A question answered by Sheikh Muhammad Salih Al-Munajjid regarding: “There are many religions. Why do Muslims think that Islam is true. Is there any factual basis?”

Praise be to Allah. This is a reasonable enough question for one who has not entered Islam, but one who believes in and practices this religion already knows the blessings which are his because of this religion.

There are many reasons for this, which include the following:

The Muslim worships One God, Who has no partner, and Who has the most beautiful names and the highest attributes. Thus the Muslim’s focus and aim is concentrated, focused on His Lord and Creator; he puts his trust in Him and asks Him for help, patience and support; he believes that Allah is able to do all things, and has no need of a wife or son. Allah created the heavens and earth; He is the One Who gives life and death; He is the Creator and Sustainer from Whom the slave seeks provision. He is the All-Hearing Who responds to the supplication of His slave, and from Whom the slave hopes for a response. He is the All-Merciful and All-Forgiving, to Whom the slave turns in repentance when he has committed a sin or fallen short in his worship of Allah. He is the Omniscient and All-Seeing, who knows all intentions and what is hidden in people’s hearts. The slave feels ashamed to commit a sin by doing wrong to himself or to others,because his Lord is watching over him and sees all that he does. He knows that Allah is All-Wise, the Seer of the Unseen, so he trusts that what Allah decrees for him is good; he knows that Allah will never be unjust to him, and that everything that Allah decrees for him is good, even if he does not understand the wisdom behind it.

The effects of Islamic worship on the soul of the Muslim include the following:

Prayer keeps the slave in contact with his Lord; if he enters it in a spirit of humiliation and concentration, he will feel tranquil and secure, because he is seeking a “powerful support,” which is Allah, may He be glorified and exalted.For this reason, the Prophet of Islam, Muhammad (peace and blessings of Allah be upon him) used to say: “Let us find relaxation and joy in prayer.” If something distressed him, he would hasten to pray.
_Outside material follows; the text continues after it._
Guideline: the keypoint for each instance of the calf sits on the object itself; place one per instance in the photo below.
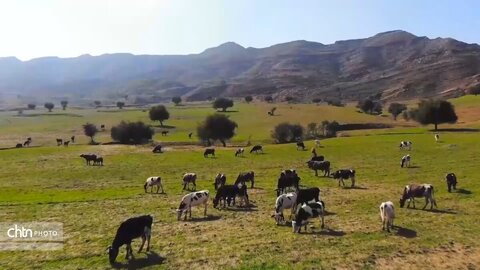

Everyone who finds himself faced with disaster and tries prayer finds strength, patience and consolation, because he is reciting the words of his Lord, which cannot be compared to the effect of the words of a created being. If the words of some psychologists can offer a little comfort, what do you think of the words of the One Who created the psychologist?

Now let us look at Zakat, which is one of the pillars of Islam. Zakat purifies the soul from stinginess and miserliness, and accustoms people to being generous and helping the poor and needy. It will bring a great reward on the Day of Resurrection, just like other forms of worship. It is not burdensome, like manmade taxes; it is only 25 in every thousand, which the sincere Muslim pays willingly and does not try to evade or wait until someone chases him for it.

Fasting involves refraining from food and sex. It is a form of worship, and a way in which one can feel the hunger of those who are deprived. It is also a reminder of the blessings of the Creator, and it brings rewards beyond measure.

Hajj is the Pilgrimage to the sacred House of Allah, which was built by Ibrahim (Abraham, upon whom be peace). By performing Hajj one is obeying the command of Allah and the call to come and meet Muslims from all over the world.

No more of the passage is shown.